Foi o caso do julgamento do STF sobre a exclusão do Imposto de Circulação de Mercadorias e Serviços (ICMS) do cálculo do Imposto de Renda de Pessoas Jurídicas (IRPJ) e da Contribuição Social do Lucro Líquido (CSLL) no lucro presumido. Nesse caso, o Supremo revisou uma decisão já tomada anos antes, violando abertamente o conceito de “coisa julgada”. Pior, decidiu que a cobrança tinha que retroagir até 2007, data da primeira análise do caso por parte da Corte. “Quem não se preparou fez uma aposta no escuro, e aí a gente assume os riscos das decisões que toma”, comentou na época o ministro Luís Roberto Barroso, hoje presidente do Supremo.

Para os constitucionalistas e tributaristas, a decisão foi uma violação da cláusula pétrea da Constituição Federal que preserva o conceito de coisa julgada.

Bilhões e bilhões de reais

“Esse caso acabou sendo uma grande surpresa para os contribuintes.
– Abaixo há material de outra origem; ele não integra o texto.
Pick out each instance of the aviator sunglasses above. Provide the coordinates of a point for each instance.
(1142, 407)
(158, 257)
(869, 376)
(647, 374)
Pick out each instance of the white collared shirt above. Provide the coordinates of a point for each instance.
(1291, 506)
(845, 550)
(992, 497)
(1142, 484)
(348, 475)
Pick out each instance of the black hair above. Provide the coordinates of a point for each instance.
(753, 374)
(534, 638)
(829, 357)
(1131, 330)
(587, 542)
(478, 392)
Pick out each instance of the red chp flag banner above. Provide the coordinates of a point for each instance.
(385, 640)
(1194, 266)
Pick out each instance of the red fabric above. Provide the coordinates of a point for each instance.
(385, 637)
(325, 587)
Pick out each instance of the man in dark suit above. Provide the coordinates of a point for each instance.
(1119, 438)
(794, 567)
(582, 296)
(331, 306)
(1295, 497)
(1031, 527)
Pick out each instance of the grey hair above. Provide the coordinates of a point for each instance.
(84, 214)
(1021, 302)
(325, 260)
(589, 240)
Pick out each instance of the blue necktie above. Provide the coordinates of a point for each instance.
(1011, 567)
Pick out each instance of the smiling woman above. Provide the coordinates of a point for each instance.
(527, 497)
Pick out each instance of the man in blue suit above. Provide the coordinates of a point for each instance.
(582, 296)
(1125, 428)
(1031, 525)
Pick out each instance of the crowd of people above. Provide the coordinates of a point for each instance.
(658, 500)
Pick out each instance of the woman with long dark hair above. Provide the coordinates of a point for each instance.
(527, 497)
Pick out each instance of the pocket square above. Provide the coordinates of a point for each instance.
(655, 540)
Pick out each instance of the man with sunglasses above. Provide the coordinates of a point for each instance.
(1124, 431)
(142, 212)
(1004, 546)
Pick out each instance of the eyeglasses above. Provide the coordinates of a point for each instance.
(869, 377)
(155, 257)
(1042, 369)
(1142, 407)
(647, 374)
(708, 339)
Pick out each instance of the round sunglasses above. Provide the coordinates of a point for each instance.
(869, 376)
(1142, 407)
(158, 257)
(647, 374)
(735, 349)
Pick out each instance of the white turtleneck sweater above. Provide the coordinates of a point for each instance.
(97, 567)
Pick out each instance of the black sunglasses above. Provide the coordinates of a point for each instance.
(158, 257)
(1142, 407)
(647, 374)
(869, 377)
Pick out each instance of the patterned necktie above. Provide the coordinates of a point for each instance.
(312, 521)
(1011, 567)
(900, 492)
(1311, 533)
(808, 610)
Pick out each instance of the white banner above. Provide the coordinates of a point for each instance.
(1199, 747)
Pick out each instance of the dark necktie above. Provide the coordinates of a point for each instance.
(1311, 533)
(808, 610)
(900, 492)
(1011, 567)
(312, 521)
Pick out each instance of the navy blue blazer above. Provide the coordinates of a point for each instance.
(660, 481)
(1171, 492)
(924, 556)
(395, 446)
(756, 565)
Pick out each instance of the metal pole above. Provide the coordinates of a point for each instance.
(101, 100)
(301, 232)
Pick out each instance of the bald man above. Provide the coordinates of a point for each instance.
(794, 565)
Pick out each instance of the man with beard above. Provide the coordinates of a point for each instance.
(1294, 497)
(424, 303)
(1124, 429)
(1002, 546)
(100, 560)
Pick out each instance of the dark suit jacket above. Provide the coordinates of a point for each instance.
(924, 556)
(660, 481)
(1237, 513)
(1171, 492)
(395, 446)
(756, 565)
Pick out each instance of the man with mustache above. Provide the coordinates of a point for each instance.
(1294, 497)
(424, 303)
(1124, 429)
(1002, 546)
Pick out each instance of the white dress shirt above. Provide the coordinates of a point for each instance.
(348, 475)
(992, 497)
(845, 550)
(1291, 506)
Uma ruptura muito grande em termos de segurança jurídica”, explicou a Oeste Renato Silveira, sócio da área tributária do escritório Machado Associados. “Essas mudanças de entendimento causam prejuízos muito grandes para os contribuintes. Princípios que norteiam as regras jurídicas sendo deixados de lado por outras razões.”

Entretanto, para Barroso, a coisa julgada “vale enquanto permanecerem as mesmas condições fáticas e jurídicas”. Somente esse caso já rendeu para os cofres públicos ao menos R$ 3 bilhões em 2023. Mas existem estimativas de que a Receita arrecadaria cerca de R$ 260 bilhões a mais com a decisão.

Luís Roberto Barroso, presidente do Supremo Tribunal Federal | Foto: Fellipe Sampaio/SCO/STF

Outro caso icônico foi a derrota dos contribuintes no STJ no caso sobre os incentivos fiscais de ICMS. A Corte decidiu que a União poderia tributar as empresas que receberiam esses recursos. Ou seja, o governo concede recursos, mas depois os retoma em parte via impostos. Segundo cálculos da Receita Federal, somente essa decisão poderia gerar R$ 47 bilhões de arrecadação adicional todos os anos.

O STJ também decidiu que planos de previdência privada deverão pagar CSLL e IRPJ sobre seus ganhos, o que provocará um aumento de R$ 30,2 bilhões.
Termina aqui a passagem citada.